Упражнения - Иэн Макьюэн
Сьюзен и Генри никогда не рассказывали о своем детстве, которое пришлось на годы войны. Оно ушло, было забыто. Но теперь оно вернулось. Только теперь им троим, дожившим до старости, пришлось попытаться все осмыслить: и смиренную робость Розалинды, и деспотичность Роберта, и все то, на что они обрекли своих детей. Ссылка, одиночество, печаль, вина. Дети будут стараться все понять, думал Роланд, – и этому не будет конца. Но пока что с этим надо повременить и разобраться с тем, что было ему точно известно. У него был уже брат, а тут появился еще один – родной. Которого надо оградить от давнего обмана и неприятных вопросов. Чем не повод для торжества? Нет, он этого пока не ощущал. А ощущал себя дураком.
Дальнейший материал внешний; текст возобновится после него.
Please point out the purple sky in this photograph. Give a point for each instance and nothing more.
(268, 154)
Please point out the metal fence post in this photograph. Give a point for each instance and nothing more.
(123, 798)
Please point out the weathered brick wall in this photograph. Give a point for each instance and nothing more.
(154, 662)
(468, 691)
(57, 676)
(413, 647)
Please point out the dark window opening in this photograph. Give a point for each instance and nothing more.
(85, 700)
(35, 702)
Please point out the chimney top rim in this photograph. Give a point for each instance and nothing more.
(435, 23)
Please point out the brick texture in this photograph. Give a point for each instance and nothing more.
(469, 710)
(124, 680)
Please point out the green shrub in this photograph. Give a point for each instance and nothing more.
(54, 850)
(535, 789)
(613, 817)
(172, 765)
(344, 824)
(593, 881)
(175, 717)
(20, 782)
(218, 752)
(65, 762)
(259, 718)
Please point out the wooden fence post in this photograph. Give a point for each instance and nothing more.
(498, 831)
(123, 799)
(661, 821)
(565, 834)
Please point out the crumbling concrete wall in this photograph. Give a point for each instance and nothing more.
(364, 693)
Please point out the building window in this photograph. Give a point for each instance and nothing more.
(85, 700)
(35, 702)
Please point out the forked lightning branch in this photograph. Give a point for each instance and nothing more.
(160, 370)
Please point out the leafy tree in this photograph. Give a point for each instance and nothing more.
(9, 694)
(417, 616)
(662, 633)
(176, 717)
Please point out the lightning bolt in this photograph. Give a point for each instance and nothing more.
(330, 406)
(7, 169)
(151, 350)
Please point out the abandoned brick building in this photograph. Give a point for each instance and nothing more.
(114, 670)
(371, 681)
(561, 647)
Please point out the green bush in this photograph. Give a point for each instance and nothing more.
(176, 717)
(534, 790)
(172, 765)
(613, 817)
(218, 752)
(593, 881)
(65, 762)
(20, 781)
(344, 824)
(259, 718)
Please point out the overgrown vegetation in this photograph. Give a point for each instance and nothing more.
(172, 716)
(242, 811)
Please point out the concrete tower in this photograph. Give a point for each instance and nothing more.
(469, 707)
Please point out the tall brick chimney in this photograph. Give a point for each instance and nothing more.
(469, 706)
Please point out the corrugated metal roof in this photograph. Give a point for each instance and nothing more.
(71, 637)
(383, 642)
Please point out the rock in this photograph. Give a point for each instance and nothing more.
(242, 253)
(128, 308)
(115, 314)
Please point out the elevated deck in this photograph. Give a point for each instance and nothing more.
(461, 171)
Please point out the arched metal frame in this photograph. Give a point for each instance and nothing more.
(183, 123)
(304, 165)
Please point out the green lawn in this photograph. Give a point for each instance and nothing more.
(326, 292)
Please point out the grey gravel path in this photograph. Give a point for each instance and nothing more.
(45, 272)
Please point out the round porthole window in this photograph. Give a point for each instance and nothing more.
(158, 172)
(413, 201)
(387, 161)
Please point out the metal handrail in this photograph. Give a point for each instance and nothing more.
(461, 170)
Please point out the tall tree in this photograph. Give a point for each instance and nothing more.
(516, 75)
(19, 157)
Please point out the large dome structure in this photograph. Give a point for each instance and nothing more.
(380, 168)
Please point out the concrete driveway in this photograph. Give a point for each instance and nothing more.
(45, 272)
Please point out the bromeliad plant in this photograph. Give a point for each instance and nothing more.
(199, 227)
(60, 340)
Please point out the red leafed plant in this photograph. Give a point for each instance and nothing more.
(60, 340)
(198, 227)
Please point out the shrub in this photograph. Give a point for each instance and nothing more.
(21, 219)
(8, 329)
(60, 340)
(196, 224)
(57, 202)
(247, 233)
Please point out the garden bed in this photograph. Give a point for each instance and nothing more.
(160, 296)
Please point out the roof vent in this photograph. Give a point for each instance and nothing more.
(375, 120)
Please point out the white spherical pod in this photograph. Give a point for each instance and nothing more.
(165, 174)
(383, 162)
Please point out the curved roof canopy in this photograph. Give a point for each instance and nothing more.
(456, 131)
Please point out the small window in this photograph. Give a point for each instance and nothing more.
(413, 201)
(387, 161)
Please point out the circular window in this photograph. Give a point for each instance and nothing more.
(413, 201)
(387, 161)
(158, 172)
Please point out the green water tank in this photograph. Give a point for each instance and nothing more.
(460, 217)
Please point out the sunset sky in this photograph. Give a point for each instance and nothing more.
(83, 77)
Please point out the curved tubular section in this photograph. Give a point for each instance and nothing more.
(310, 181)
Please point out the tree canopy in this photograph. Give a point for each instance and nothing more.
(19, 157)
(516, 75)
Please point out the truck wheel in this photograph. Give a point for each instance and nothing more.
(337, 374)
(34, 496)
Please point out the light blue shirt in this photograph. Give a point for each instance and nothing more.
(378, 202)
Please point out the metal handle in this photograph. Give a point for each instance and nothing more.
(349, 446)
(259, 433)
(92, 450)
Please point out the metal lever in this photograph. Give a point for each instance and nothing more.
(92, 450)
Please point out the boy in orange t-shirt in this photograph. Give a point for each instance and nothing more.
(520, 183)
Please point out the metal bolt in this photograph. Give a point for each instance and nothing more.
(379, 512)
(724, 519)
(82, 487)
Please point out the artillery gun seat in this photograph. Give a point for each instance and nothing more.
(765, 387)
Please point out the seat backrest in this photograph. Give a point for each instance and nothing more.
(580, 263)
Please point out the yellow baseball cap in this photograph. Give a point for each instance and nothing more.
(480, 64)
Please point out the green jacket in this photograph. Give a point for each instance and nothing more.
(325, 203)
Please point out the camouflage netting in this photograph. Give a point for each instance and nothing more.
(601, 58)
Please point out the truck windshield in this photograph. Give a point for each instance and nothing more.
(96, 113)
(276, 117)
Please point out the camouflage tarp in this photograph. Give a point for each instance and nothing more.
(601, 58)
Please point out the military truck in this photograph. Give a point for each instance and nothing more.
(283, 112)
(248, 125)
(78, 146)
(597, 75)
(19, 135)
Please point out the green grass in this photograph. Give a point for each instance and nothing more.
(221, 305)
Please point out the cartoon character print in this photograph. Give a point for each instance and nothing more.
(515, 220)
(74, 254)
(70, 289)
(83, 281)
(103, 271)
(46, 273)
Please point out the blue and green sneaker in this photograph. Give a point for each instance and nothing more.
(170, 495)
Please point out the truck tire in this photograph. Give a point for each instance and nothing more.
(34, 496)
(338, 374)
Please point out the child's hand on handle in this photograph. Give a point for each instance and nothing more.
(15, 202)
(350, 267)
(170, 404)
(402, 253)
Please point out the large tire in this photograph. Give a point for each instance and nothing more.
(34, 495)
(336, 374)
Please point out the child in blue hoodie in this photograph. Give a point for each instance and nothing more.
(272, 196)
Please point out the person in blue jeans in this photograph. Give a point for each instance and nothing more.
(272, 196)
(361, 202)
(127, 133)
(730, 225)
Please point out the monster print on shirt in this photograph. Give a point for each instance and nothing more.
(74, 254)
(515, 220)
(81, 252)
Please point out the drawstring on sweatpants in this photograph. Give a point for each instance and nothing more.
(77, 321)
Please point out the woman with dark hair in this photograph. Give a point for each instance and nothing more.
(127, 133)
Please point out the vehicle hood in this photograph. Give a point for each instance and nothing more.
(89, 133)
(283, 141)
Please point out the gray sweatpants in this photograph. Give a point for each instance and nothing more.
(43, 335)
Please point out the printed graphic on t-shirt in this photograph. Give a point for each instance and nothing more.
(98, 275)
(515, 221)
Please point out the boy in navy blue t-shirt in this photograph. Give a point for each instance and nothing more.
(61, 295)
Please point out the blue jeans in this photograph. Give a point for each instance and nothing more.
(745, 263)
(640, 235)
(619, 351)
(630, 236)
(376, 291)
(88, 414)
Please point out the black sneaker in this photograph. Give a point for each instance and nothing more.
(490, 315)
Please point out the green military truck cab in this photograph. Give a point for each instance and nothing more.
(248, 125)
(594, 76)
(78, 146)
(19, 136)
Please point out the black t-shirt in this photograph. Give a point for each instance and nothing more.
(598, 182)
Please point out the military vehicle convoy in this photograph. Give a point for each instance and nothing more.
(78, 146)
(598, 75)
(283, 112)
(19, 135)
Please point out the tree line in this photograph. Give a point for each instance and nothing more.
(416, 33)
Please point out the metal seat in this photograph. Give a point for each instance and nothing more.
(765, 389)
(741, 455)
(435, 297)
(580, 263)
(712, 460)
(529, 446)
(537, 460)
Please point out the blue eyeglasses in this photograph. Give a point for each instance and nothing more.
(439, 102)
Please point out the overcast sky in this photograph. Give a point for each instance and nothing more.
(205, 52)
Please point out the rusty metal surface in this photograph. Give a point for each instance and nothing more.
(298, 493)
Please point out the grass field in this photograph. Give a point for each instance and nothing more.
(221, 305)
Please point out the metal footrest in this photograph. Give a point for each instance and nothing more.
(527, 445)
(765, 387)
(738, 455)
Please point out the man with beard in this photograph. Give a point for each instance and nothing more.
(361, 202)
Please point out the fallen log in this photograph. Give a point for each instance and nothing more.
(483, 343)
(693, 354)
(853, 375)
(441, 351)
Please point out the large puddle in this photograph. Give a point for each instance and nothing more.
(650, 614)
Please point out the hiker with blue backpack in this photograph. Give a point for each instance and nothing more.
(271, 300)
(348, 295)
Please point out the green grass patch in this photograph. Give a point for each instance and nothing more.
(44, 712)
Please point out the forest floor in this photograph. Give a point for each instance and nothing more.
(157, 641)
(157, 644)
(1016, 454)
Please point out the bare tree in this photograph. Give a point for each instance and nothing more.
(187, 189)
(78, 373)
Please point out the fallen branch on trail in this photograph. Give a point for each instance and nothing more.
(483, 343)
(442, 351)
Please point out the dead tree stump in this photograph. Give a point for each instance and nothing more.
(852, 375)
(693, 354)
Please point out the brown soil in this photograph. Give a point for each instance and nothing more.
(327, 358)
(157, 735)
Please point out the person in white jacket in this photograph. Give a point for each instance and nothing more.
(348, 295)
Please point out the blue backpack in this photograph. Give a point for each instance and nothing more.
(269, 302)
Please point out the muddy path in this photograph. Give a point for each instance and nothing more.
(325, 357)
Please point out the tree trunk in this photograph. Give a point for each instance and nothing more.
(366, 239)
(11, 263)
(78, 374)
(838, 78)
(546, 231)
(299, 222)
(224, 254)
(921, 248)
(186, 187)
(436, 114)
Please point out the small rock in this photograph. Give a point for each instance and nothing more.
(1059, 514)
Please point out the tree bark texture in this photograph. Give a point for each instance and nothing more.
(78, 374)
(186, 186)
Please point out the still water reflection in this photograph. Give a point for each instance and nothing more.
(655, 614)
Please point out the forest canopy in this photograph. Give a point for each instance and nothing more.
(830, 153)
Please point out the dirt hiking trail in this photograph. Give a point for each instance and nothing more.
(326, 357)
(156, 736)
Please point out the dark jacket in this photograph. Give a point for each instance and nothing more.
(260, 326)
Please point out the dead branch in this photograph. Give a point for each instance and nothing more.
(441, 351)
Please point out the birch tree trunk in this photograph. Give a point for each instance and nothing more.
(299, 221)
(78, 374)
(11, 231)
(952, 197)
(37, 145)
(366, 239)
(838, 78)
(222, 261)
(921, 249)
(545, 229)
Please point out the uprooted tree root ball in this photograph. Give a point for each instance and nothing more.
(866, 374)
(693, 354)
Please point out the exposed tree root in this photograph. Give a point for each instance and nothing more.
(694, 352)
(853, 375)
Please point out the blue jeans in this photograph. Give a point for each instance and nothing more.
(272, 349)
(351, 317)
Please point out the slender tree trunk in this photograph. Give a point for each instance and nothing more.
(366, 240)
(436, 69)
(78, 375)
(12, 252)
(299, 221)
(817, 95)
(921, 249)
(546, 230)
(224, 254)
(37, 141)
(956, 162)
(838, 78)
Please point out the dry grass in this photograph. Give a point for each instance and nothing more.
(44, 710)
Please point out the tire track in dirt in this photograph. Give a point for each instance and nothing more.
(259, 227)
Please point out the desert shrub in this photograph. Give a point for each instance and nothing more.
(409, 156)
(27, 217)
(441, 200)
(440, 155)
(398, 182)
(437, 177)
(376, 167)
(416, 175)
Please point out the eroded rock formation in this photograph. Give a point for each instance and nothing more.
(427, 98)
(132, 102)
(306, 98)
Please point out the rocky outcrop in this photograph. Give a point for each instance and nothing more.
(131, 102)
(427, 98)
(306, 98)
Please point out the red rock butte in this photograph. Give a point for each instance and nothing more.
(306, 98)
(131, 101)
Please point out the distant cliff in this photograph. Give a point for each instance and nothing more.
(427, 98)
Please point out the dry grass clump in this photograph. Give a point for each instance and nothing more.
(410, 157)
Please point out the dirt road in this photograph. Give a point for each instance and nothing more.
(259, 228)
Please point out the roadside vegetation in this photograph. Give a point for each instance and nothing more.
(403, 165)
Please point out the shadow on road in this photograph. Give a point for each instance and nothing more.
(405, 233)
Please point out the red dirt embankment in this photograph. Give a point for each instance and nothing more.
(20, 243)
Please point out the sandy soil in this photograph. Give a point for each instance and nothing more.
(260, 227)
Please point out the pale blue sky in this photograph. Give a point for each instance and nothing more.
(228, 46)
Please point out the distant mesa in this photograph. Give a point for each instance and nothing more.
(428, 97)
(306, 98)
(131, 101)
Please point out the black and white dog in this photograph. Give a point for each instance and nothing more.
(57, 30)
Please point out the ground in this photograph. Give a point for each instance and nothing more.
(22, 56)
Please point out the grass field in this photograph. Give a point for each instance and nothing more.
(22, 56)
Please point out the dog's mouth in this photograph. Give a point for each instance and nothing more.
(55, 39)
Он попросил знакомую Сьюзен принести им три стакана воды. Генри откашлялся и сказал:
– Думаю, я это как бы знал уже тогда, когда мне было восемь. Не о малыше, конечно. Об их романе. А потом я просто об этом забыл. Вычеркнул из памяти. Когда мне разрешали приезжать повидаться с мамой, он всегда был там. Этот человек. Так я мысленно называл твоего отца, Роланд, – этот человек. Он мне однажды сделал подарок, кажется, это был игрушечный трактор. Желтого цвета. Но помню, что я отказался его взять. Наверное, у меня были на то свои причины. Полагаю, из чувства преданности родному отцу.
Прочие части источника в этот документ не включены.